“This is really the holy grail,” said Patrice Curtis, of Curtis Research Group to a nearly empty room at the Podcast Metrics session of the Podcast and Portable Media Expo. “Everyone should be in this room.” Maybe everyone was at the Turning Passion Into Profits, or Marketing’s New Change-Agent.
Metrics isn’t exactly an exciting topic for a group of creatives trying to grow their businesses, even if measurement is necessary. This crew just really didn’t seem to care.
But Curtis’ concern was justified, according to her and the panel, numbers is how you make your case for podcasts in the corporate world – a world many here at the conference seem hell-bent on avoiding.
Podzinger’s Alex Laats began the presentation with a discussion about what we’ve learned from the search industry, and how important it is to new media. Podzinger has developed a speech recognition technology that converts audio to text, so that content is findable, and so relevant advertising can be placed alongside it.
This offers increased visibility for the content, says Laats. Keywords and clicks are measurable and add to subscriber numbers, even if download counts are still sketchy. There’s still no way to know if a download was full or partial, or if was deleted before listening.
“Clicking indicates user intent,” he said.
Podzinger is working on ways to aggregate data on how frequently users play podcasts and for how long. According to Laats, music gets the longest play time at an average of 30 minutes, though the average podcast is played for six minutes. In video podcasts, the longest listened to was religious content, at 12 minutes.
These numbers conflict with Leo Laporte’s view that a two-hour podcast was ideal.
Dave VanDyke, of Bridge Ratings, ran down his company’s project numbers for the sparse audience. VanDyke revealed that by the end of 2006, there will be 6.3 million podcast users. In 2007, that number is expected to grow to 8.3 million. By 2010, that number is expected to double to 16 million podcast users.

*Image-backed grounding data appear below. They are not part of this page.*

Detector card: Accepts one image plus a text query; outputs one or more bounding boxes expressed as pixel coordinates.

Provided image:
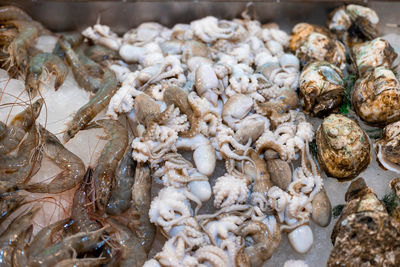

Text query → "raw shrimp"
[63,66,118,142]
[26,218,71,259]
[71,168,100,233]
[11,225,32,267]
[0,208,37,266]
[84,44,119,64]
[53,32,83,59]
[58,38,103,93]
[29,227,107,267]
[106,148,137,216]
[0,126,42,184]
[24,126,85,194]
[0,6,32,21]
[131,164,155,253]
[0,193,25,225]
[107,219,147,267]
[25,52,68,97]
[0,98,43,154]
[4,20,40,71]
[87,119,128,214]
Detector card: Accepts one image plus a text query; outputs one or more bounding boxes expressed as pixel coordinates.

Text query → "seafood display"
[0,3,399,267]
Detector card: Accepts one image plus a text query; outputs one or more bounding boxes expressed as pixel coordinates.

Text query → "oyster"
[352,66,400,126]
[316,114,371,180]
[328,4,379,45]
[289,23,346,68]
[352,37,397,76]
[328,178,400,266]
[375,120,400,173]
[299,61,344,117]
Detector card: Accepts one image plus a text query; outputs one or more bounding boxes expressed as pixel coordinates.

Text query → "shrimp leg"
[23,126,85,193]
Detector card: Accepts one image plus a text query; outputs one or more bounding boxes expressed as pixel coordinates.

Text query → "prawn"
[54,258,108,267]
[0,192,25,225]
[29,227,107,267]
[63,64,118,142]
[25,52,68,97]
[11,225,33,267]
[107,219,147,267]
[23,125,85,194]
[84,44,119,64]
[71,168,101,233]
[86,119,128,214]
[0,126,42,184]
[0,98,43,154]
[0,6,32,21]
[53,32,83,59]
[130,164,155,253]
[58,38,103,93]
[106,148,137,216]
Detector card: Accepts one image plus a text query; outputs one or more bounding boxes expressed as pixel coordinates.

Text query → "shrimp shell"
[0,6,32,21]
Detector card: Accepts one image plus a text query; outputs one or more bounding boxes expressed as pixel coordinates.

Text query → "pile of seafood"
[1,3,400,266]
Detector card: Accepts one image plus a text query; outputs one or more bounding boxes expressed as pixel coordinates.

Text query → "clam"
[289,23,346,68]
[352,37,397,76]
[375,120,400,173]
[316,114,371,180]
[328,4,379,44]
[328,177,400,266]
[352,66,400,126]
[299,61,345,117]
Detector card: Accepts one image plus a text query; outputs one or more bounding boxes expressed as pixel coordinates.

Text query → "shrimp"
[4,20,40,72]
[0,6,32,21]
[11,225,33,267]
[86,119,128,214]
[0,193,25,225]
[53,32,83,59]
[107,219,147,267]
[63,66,118,142]
[23,126,85,194]
[71,168,101,233]
[0,98,43,154]
[26,218,71,259]
[84,44,119,64]
[29,227,107,267]
[0,208,38,265]
[106,148,137,216]
[131,164,155,253]
[58,38,103,93]
[25,52,68,97]
[0,126,42,184]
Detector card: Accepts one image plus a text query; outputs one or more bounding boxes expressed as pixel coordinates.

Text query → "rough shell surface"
[299,61,344,117]
[316,114,371,180]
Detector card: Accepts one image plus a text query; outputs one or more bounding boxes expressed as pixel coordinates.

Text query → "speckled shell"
[328,178,400,267]
[299,61,344,117]
[352,38,397,76]
[289,23,346,68]
[352,66,400,126]
[316,114,371,180]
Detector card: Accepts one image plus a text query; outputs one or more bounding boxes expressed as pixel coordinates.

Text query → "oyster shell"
[352,37,397,76]
[352,66,400,126]
[316,114,371,180]
[328,4,379,45]
[299,61,344,117]
[375,120,400,173]
[328,178,400,266]
[289,23,346,68]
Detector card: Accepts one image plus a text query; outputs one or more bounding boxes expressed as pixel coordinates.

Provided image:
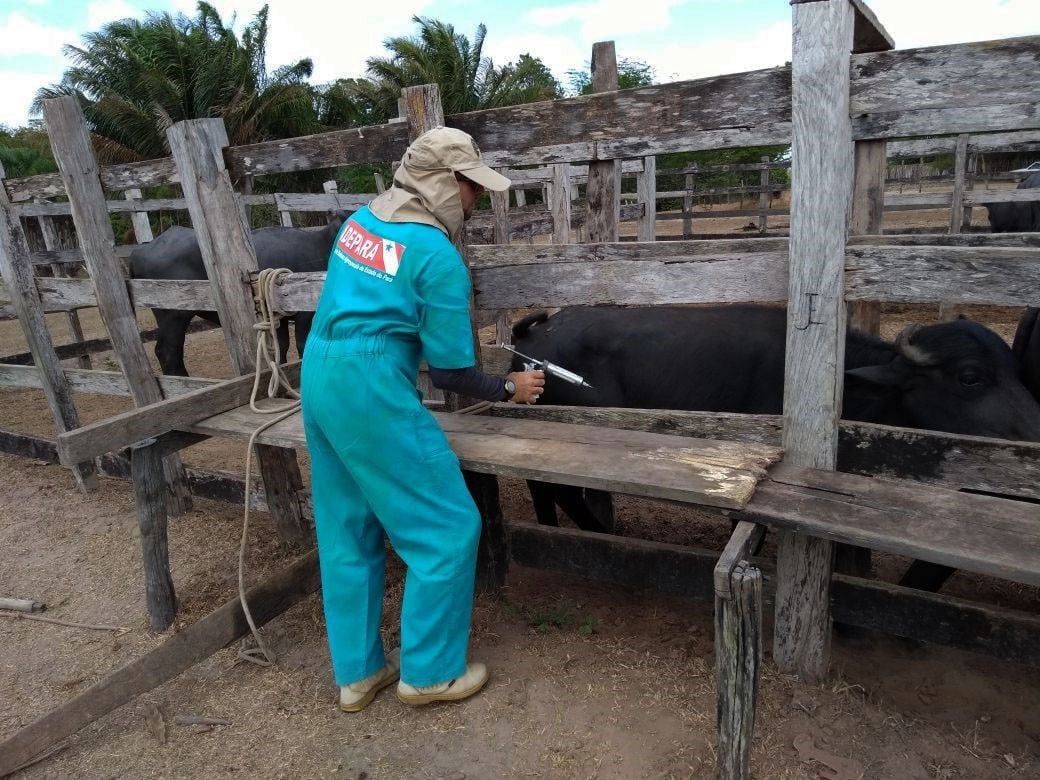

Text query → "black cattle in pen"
[510,306,1040,575]
[129,211,348,376]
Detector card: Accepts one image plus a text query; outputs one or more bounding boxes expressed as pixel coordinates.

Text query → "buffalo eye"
[957,368,984,388]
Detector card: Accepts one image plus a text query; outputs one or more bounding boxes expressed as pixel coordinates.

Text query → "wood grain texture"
[550,163,572,244]
[888,130,1040,158]
[0,364,218,397]
[35,205,90,369]
[949,134,970,234]
[845,245,1040,306]
[125,188,154,243]
[225,122,408,178]
[637,156,657,242]
[715,563,762,780]
[746,463,1040,587]
[0,165,96,490]
[775,0,855,683]
[43,93,188,519]
[4,156,178,202]
[186,401,781,511]
[585,41,620,243]
[131,441,176,631]
[56,362,300,466]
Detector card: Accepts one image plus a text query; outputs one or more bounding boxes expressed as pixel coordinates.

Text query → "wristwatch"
[503,378,517,398]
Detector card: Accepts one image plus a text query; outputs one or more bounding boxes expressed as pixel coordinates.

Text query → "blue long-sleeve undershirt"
[428,365,509,401]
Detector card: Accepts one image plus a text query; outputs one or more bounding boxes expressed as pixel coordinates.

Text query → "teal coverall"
[301,205,481,688]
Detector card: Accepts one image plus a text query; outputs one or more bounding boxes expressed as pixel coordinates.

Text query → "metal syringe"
[501,345,594,390]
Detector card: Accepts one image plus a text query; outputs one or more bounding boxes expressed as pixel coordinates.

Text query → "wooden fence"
[1,7,1040,776]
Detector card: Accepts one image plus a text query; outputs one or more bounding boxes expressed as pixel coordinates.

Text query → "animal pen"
[1,0,1040,776]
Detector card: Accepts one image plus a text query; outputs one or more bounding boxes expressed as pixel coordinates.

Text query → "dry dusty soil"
[2,194,1039,779]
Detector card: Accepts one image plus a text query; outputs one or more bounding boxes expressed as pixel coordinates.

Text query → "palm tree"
[360,17,562,118]
[32,2,319,164]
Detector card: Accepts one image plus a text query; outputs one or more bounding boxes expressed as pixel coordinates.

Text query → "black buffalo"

According to age group, VanDyke says those ages 12-24 listen most, 52 percent of them downloading over 10 podcasts per month. He estimates the number one barrier to broader adoption is the complicated process of downloading to a computer and transferring to a portable media device. If simplified, podcasting could reach a much broader audience. Less sophisticated listeners are leaving the podcast on their PCs, rather than transferring.